TikTok, the popular app around the world having hundreds of millions of users has been shrouded with controversies in recent times. Recently, researchers found major security flaws in TikTok app. The app, whose parent company is based in Beijing, has been called “the last sunny corner on the internet.” It allows users to post short, creative videos, which can easily be shared on various apps. TikTok, the smartphone app used by hundreds of millions of people around the world, had serious security vulnerabilities that would have allowed hackers to manipulate user data and reveal personal information.

The Security Vulnerability
According to research published Wednesday by Check Point, a cybersecurity firm based in Israel — the vulnerability would have allowed attackers to send TikTok users messages that carried malicious links. Once users clicked on the links, attackers would have been able to take control of their accounts, including uploading videos or gaining access to private videos. A separate flaw allowed Check Point researchers to retrieve personal information from TikTok user accounts through the Check Point’s website.

Check Point’s intelligence unit examined how easy it would be to hack into TikTok user accounts. It found that various functions of the app, including sending video files, had security issues. One vulnerability allowed attackers to use a link in TikTok’s messaging system to send users messages that appeared to come from TikTok. The Check Point researchers tested the weakness by sending themselves links with malware that let them take control of accounts, uploading content, deleting videos and making private videos public.

TikTok learned about the conclusions of Check Point’s research on November 20, last year, and said it had fixed all of the vulnerabilities by December 15.

Implications
TikTok’s parent company, ByteDance, is one of the world’s most valuable tech start-ups. But TikTok’s popularity and its roots in China, where no large corporation can thrive outside the good graces of the government, have prompted intense scrutiny of the app’s content policies and data practices.

It has also become a target of lawmakers and regulators who are suspicious of Chinese technology.

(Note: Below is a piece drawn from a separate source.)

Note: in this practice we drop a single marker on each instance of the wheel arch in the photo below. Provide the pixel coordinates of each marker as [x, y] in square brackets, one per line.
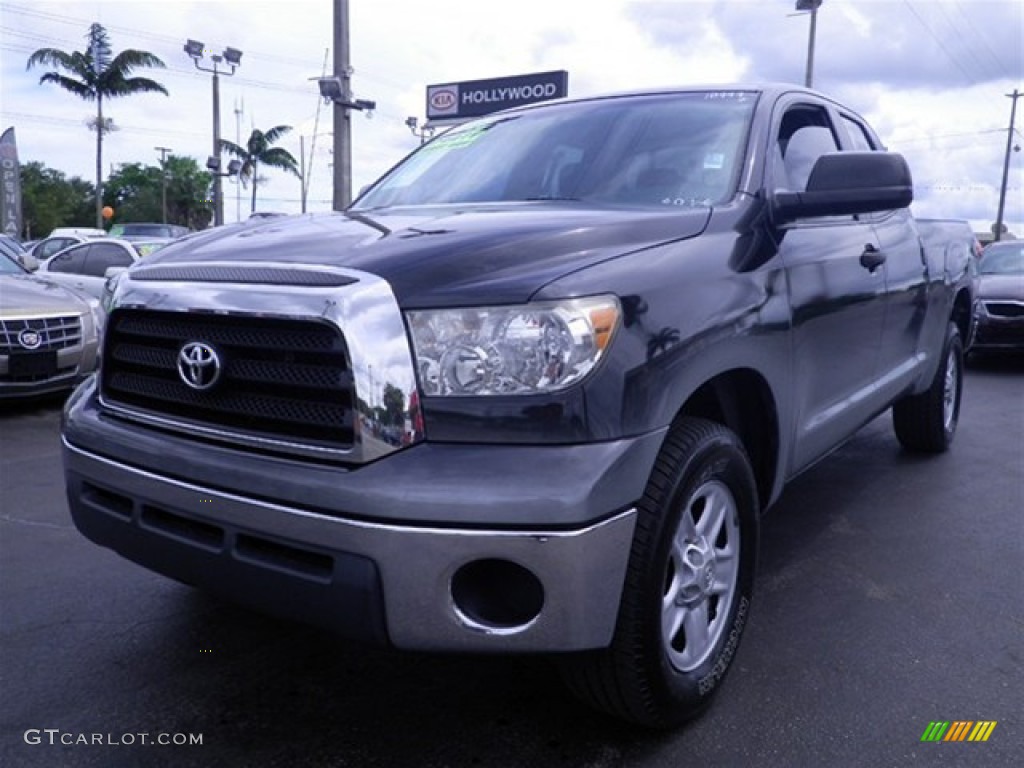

Several branches of the United States military have barred personnel from having the app on government-issued smartphones. The vulnerabilities discovered by Check Point are likely to compound those concerns. Check Point also sent a summary of its findings to the Department of Homeland Security in the United States. These latest findings is said to increase security and privacy concerns of TikTok app in various US governments.

American lawmakers have expressed concern that TikTok censors material that the Chinese government does not like and allows Beijing to collect user data. TikTok has denied both accusations and said that although ByteDance’s headquarters are in Beijing, regional managers for TikTok have significant autonomy over operations.

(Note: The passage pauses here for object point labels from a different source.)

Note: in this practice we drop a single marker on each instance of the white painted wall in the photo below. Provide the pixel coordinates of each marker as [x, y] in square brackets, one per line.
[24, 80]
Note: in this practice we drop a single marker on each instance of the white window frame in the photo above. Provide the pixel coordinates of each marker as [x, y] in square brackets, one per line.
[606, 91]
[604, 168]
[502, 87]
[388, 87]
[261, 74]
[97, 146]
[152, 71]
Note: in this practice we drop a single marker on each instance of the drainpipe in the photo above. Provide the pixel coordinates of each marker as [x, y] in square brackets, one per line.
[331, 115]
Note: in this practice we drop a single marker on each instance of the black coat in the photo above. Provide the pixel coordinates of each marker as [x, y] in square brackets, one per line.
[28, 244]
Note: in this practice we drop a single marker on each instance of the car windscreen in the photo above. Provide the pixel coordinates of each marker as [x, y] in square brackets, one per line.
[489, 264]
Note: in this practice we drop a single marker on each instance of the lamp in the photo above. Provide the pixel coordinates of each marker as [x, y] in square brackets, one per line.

Earlier, TikTok has been on the radar of various governments in United States. To recall, The Committee on Foreign Investment in the United States recently has started looking into ByteDance’s 2017 acquisition of Musical.ly, which later merged into TikTok.

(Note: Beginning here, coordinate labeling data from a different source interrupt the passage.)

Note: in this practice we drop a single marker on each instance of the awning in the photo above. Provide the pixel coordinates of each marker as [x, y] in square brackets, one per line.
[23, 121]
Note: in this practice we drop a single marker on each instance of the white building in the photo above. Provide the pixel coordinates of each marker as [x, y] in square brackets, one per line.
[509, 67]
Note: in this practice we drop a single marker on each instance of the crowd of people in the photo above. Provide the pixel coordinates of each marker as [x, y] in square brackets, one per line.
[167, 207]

Back in February, the Federal Trade Commission filed a complaint against TikTok, which states that TikTok is illegally collecting personal information from minors. According to the complaint, Musical.ly had violated the Children’s Online Privacy Protection Act, which requires online companies to direct children under 13 to get parental consent before collecting personal information. After which TikTok agreed to pay $5.7 million to settle the complaint.